Newspapers all over the country had picked up the story about “the Little Chloroformer”. A large crowd met them at the San Francisco dock. At small depots along the route back to St. Louis, crowds gathered for a glance. St. Louis' old Union Depot was mobbed for the returning Frisco train Aug. 16.
The Four Courts Building Tucker Boilevard (12th St.) and Clark Street
A police wagon whisked them uphill to the block-square Four Courts building. The detectives took Brooks into their bureau where the Post-Dispatch noted, "the newspapermen fell upon him (and) numerous prominent citizens called to see him." Tracy said their prisoner had been pleasant during the voyage but had divulged almost nothing about the crime.
The Four Courts Building, Tucker Boulevard and Clark Street
Brooks' lengthy trial in 1886 was a sensation, covered stenographically by the newspapers. He soon became infamous around the world.
The prosecution's most effective witness was a detective for the Missouri Pacific Railroad. He had been planted in jail under false charges as Hugh Brooks’s cellmate. McCollough testified that Brooks had told him he was enraged that Preller refused to pay his passage to Auckland and decided,
“on account of his meanness to fix him.”
The defense challenged the admissibility of this evidence but their objection was overruled.

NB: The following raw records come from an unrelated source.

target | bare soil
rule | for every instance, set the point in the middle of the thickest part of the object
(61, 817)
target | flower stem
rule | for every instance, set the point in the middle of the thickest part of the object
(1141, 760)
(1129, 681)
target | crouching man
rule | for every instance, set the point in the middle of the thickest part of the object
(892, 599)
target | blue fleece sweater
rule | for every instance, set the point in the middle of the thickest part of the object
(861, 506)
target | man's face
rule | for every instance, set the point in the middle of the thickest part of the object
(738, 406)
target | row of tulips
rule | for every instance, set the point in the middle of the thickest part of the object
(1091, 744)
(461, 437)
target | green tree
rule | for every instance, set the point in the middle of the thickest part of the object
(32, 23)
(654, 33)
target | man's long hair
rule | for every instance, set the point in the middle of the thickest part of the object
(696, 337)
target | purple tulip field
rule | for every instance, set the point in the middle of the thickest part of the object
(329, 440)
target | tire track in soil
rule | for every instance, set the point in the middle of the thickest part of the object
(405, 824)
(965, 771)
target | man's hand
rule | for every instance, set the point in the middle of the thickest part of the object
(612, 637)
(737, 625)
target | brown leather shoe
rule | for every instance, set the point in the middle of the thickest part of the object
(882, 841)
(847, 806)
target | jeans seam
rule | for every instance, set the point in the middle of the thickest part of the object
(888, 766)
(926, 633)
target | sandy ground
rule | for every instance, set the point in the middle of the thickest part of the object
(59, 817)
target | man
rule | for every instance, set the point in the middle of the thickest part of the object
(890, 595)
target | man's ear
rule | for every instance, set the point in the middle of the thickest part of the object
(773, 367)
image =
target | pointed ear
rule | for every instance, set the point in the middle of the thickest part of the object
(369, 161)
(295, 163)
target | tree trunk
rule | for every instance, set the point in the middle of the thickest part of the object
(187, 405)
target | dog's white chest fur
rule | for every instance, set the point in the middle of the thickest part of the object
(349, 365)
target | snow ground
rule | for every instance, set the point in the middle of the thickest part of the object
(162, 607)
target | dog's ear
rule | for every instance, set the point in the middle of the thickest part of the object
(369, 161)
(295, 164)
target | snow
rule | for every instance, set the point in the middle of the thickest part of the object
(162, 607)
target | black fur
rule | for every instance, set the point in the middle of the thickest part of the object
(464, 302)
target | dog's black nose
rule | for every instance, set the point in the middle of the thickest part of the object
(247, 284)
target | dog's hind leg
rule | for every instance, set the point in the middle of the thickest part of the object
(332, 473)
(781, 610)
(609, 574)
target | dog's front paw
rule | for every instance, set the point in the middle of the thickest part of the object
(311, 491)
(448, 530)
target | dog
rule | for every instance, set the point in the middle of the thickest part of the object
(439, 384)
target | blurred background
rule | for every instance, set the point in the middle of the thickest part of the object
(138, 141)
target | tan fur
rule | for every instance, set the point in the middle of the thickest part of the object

Brooks testified in his own defense. He claimed that the Sunday after he arrived in St. Louis, Preller complained that he was unwell. From the symptoms, Brooks concluded that he was suffering from a stricture that could be cured by inserting a catheter in the urethra. Preller agreed to the operation and Brooks administered chloroform as an anesthetic.
Though unconscious, Preller began to wince as though in pain during the procedure. Brooks administered more chloroform and Preller’s breathing became labored and despite Brooks’s efforts at resuscitation Preller died.
"I was in a strange land, a stranger," Brooks said, weeping. "I then thought the only thing to do was to get away."
He said he put his own underpants on Preller's nude body "for decency's sake," then put him in the trunk. He said he was drunk much of time before his departure.
Preller’s body was exhumed and examined to determine if there was any truth to Brooks’s story. An autopsy determined that Preller did not have a stricture and had not been treated with a catheter. (there would have been no evidence of a catheter at that time)
By June 4, the case was submitted to the jury and on the following morning, they returned a verdict of guilty.
Appeals and requests for new trials were denied but Brooks was given extra time before his execution so that his parents could arrive from England.
On August 10, 1888, 50 police officers had to hold back the crowd, Hugh Mottram Brooks, alias Walter H. Lennox Maxwell, alias T. C. D’Auguier was hanged in the yard behind the old “Four Courts” building.
Brooks was buried that day in section 11 of Calvary Cemetery, the city's main Catholic cemetery, in a plot his father had bought. Preller's unmarked grave is barely 100 yards away, just across Calvary Avenue, in neighboring Bellefontaine Cemetery.
Perhaps this murder would still be well-known today had it not been for the first in a series of murders which began three weeks later which caught the public attention – the first of Jack the Ripper’s brutal killings!
A Post Script to this story:
As someone familiar with the gay BDSM scene, I can not help but wonder what went on that night. What kind of games two naked men could have been playing that MIGHT have led to an unintentional overdose. Both chloroform and urethra insertion are not that unheard.